Gravatars Can Leak Users' Email Addresses
abell writes "Gravatar offers a global avatar service, using an MD5 hash of the user's email as avatar ID. This piece of information in some cases is enough to retrieve the original email address. Testing a simple attack on stackoverflow.com, I was able to determine the email addresses of more than 10% of the site's users."
If this is directly related to MD5 (as it would seem), let's hope Gravatar switches to another algorithm. Of course, this won't do much about the existing hashes I suppose.
512 MB RAM, 20 GB disk, 200 GB transfer, five datacenters. $19.95/month.
It would have been trivial for them to just add a secret salt string to the email before hashing, and that would have solved most of the problem. It is possible that they wanted to be "nice", in that in the case they go out of business, anyone can regenerate the ID's without them. But, as this guy has shown, that's not a great idea.
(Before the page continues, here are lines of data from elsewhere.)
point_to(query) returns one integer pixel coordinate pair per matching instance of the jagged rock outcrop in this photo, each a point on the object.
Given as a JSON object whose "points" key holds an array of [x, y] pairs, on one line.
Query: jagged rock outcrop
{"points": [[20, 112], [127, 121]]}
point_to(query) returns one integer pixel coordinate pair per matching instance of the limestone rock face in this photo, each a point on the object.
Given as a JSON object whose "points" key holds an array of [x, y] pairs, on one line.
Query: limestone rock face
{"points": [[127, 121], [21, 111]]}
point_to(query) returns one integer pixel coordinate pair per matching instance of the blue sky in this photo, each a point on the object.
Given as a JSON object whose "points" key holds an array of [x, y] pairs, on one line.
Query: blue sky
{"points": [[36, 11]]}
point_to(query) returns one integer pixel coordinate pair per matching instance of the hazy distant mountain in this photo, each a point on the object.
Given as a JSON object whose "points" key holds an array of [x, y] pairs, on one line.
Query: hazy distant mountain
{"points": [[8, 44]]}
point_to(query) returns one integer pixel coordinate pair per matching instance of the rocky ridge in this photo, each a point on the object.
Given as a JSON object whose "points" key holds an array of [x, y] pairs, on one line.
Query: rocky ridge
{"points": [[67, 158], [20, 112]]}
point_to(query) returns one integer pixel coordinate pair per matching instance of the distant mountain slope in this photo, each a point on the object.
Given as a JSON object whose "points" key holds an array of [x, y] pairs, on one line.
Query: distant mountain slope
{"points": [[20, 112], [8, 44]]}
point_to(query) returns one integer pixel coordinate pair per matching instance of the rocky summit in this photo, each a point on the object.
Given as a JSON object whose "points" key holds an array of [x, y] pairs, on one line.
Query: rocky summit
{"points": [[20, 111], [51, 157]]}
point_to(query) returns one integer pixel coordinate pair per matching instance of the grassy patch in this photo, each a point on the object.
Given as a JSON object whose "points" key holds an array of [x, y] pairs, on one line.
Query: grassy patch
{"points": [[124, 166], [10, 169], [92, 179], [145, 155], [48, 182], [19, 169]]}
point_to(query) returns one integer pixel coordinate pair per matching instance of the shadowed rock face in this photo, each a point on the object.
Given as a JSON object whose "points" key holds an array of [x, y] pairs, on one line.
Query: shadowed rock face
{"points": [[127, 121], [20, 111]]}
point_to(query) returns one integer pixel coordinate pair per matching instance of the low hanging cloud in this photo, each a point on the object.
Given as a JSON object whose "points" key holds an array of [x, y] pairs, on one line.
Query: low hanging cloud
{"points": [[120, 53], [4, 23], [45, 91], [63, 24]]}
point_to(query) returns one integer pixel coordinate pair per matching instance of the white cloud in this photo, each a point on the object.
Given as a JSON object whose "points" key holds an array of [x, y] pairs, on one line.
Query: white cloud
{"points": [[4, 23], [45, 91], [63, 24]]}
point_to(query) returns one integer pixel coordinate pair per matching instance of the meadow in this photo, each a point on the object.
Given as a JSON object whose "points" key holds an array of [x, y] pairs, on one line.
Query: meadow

Here's my own Gravatar hash:
b835b33911b93c136d8e61cbbbe6736d
Who will be the first to crack it?
I'm no expert in cryptography, but would it be helpful for them to add a salt? (Unless they do that already, of course)
Can anyone tell me if the "you can add extra stuff after a +" that GMail lets you do is standard in the RFC for all email addresses? If it is, to "fix" this, if you should sign up to Gravatar with an email address using a random string after an added "+" the brute force search on hashes will be much, much harder. (Assuming that your email provider is implementing that part of the standard.)
Unless I'm missing something, the article can be summarized: "Guess the person's email address, check if the md5 hash of the address you guessed matches the Gravatar. If it matches you guessed correctly."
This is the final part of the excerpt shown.